Biography and Artistic Statement
Rafael Rix is an abstract artist, art historian and medieval palaeographer, based in London.
Rafael works mainly in ink and flashe (art-grade vinyl emulsion) on paper. He likes ink for its minerality and its scope to create both translucence and opacity. He favours flashe rather than acrylic for its depth of colour, lightfastness, dilutability and matte finish.
Rafael Rix studied classics at Oxford University and art history and medieval palaeography at the Courtauld Institute.
His work has been exhibited and sold in Italy and (before the invasion of Ukraine) Moscow.
Rix’s grounding in manuscripts is reflected in his work which is sharply graphic and shows a fascination with texture, overlaid colours, the interaction of pigment and surface and a very physical sense of having been made.
Though his work is abstract, classical themes often provide the initial inspiration for his pieces. He begins each painting with a general idea of form and colour palette, but lets the details emerge randomly.

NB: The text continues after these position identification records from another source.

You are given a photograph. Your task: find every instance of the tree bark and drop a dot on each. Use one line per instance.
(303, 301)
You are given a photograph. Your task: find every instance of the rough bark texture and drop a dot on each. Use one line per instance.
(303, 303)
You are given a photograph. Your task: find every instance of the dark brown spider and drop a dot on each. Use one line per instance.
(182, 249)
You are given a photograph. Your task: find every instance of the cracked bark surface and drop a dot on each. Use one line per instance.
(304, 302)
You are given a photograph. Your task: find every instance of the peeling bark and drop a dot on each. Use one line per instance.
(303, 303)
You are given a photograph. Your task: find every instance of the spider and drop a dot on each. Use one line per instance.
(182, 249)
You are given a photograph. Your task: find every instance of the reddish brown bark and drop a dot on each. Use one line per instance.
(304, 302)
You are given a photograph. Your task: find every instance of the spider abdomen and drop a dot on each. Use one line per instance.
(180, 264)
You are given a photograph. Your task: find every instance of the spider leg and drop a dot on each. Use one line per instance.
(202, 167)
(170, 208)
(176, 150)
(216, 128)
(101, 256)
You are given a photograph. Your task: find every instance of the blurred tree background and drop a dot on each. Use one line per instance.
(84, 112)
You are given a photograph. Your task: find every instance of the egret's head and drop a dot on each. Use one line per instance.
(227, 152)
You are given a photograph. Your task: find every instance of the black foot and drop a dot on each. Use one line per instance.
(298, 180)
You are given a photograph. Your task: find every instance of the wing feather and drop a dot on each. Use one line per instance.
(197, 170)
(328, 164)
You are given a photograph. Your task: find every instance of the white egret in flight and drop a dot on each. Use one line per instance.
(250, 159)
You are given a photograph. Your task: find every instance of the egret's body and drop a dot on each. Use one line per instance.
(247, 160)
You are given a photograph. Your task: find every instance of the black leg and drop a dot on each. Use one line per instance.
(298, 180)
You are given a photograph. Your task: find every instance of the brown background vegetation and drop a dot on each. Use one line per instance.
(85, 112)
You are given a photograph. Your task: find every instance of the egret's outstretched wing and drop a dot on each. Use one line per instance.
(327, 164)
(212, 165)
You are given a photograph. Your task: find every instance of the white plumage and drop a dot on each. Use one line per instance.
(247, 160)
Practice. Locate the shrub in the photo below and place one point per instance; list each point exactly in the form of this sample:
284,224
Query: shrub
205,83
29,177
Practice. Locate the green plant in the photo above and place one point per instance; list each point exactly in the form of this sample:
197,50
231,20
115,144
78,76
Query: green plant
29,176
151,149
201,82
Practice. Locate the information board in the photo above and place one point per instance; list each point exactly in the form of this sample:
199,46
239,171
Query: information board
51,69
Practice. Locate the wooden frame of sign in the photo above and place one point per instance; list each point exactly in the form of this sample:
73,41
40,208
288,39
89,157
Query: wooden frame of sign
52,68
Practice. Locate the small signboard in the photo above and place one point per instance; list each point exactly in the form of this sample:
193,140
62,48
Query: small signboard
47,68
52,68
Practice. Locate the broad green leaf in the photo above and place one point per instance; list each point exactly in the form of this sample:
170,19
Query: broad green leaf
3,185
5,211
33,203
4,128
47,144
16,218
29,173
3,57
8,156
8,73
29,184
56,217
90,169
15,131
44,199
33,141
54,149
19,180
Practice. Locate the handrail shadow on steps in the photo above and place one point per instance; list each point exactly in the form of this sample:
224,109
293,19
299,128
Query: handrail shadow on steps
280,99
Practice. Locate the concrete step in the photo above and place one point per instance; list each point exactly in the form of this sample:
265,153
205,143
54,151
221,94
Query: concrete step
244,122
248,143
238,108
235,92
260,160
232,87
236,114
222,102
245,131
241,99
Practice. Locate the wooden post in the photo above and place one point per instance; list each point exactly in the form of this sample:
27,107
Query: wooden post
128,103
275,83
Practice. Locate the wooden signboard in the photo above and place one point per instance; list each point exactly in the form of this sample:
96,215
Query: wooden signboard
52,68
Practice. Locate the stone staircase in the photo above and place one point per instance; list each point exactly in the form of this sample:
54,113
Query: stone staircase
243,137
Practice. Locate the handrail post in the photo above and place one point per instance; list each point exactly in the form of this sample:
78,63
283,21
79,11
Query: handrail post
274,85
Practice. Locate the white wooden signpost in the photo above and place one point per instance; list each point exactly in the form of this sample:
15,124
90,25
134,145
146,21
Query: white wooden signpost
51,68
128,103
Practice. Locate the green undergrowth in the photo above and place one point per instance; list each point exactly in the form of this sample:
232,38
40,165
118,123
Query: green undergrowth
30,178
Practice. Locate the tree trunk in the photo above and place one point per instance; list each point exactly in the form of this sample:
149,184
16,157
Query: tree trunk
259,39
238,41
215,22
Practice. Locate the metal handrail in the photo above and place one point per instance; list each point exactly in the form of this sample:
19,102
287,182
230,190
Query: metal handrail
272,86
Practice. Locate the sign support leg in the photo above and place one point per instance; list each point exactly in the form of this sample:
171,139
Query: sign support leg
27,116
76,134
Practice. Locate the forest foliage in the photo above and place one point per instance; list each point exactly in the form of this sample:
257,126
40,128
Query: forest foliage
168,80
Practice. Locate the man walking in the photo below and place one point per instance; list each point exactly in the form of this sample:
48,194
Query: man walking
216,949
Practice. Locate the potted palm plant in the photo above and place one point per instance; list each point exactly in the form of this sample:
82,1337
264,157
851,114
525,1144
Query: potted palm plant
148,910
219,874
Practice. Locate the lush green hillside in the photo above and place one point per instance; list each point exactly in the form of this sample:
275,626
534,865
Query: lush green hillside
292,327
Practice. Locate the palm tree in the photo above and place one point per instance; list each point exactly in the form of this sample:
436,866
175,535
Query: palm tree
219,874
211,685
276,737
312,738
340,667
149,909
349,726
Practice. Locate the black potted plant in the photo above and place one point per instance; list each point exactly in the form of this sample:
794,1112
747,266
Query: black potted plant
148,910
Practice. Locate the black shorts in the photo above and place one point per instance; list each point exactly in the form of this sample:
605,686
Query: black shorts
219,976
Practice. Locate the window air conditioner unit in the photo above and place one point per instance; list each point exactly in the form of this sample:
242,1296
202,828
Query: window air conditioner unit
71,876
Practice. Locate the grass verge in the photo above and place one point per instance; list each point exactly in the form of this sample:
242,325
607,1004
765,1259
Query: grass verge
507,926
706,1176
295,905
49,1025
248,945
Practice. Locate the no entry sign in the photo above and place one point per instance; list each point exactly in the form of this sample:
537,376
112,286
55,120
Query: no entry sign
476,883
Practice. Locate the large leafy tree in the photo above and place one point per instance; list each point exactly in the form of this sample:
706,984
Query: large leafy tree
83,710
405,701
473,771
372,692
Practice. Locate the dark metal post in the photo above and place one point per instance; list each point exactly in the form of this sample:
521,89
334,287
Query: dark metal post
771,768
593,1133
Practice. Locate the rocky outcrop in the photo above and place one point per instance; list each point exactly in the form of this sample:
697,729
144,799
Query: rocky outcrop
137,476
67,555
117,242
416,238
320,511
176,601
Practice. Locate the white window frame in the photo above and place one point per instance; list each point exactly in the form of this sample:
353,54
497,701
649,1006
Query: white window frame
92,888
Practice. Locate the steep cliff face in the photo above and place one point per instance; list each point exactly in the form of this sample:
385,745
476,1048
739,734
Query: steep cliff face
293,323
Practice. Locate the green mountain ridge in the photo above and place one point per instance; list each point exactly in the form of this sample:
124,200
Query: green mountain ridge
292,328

“No plan survives first contact with the paper. Abstract painting is like playing chess against the painting surface. You make your move, your first mark - the way it looks once you’ve made it is the paper’s move back to you. It’s a fluid and unpredictable process. Like chess, it gets more complex and challenging with each successive move”.
He applies paint or ink with brushes, nibs, or by relief printing with found objects, handmade plates or bars. All his works are one-offs. Rix trained in screen printing but disliked the repetitiveness of making multiples.
“I prefer to concentrate on creation rather than the reproduction of an idea. Unrepeatability – the sense that something is the product of a mark made at a specific moment which will never recur has always fascinated me – both in historic manuscripts and in art”.